Done. Is that really worth 8 marks?

b)

By inspection I can already see the solutions:

##T(x) = Ae^{mx}+Be^{-mx}##

##T(y) = Ce^{imy}+De^{-imy}##

So,

##T(x,y) = T(x)T(y) = (Ae^{mx}+Be^{-mx})(Ce^{imy}+De^{-imy})##

Done. For 10 marks? I suppose I need to show the step by step working to get to those obvious solutions using the the usual ##f(x) = e^{\lambda x}## trial solution route? But even then it seems a bit simple for 10 marks.

c)

Boundary conditions are:
##T(0,0) = 0##
##T(x,0) = 0##
##T(x,L) = 0##
##T(L,y) = sin(\frac{6\pi y}{L})##

These conditions give four equations:

##i. (A+B)(C+D) = 0##
##ii. (Ae^{mx}+Be^{-mx})(C+D) = 0##
##iii. (A+B)(Ce^{imL}+De^{-imL}) = 0##
##iv. (Ae^{mL}+Be^{-mL})(Ce^{imy}+De^{-imy}) = sin(\frac{6\pi y}{L})##

Condition ##ii## leads to ##D = -C##
Condition ##iii## leads to ##B= -A##

These can then be put into condition ##iv##:

##AC(e^{mL}-e^{-mL})(e^{imy}-e^{-imy}) = sin(\frac{6\pi y}{L})##

Then rewrite the exponentials in trig form:

##AC sinh(mL)sin(my) = sin(\frac{6\pi y}{L})##

Now this is clearly only possible for ##m = \frac{6\pi}{L}## and ##AC = \frac{1}{sinh(6\pi)}##,

leading to a full solution of:

##T(x,y) = \frac{sinh(\frac{6\pi x}{L})}{sinh(6\pi)}sin(\frac{6\pi y}{L})##

I've checked this against the Laplace equation and it holds so I'm fairly sure it's correct. But it's a pretty easy 15 marks.

So overall I'm wondering if there's something I've done wrong? Should I be showing more step-by-step working or something? The 10-mark question is the biggest worry for me as it seemed far too easy. I'm convinced I missed something, yet I've come to the correct final answer at the end so what could possibly be penalised?

Thanks for any thoughts/opinions.

Your first boundary condition is redundant, and you're missing a boundary condition. Condition iii doesn't imply A=-B.

vela said:
Your first boundary condition is redundant, and you're missing a boundary condition. Condition iii doesn't imply A=-B.

So I am missing something then.

I know the first condition was left unused, but I can't see how it was needed.

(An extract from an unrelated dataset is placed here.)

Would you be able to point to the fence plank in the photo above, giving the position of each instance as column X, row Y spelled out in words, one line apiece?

If condition ##iii## doesn't imply ##A=-B##, the only thing I could say is that it 'suggests':

##A=-B##
OR
##m=\frac{n\pi}{L}##
or both.

Similarly condition ##i## can only 'suggest':
##A=-B##
OR
##C=-D##
or both.

Is there some other route I should take to achieve values for A, B, C, D and m with certainty instead of having to use this loose 'trial guess' method?

And you say I'm missing another boundary condition altogether. Which condition is that?

Thanks.

Reread the problem. You'll see you left out the condition for one of the edges.

sa1988
vela said:
Reread the problem. You'll see you left out the condition for one of the edges.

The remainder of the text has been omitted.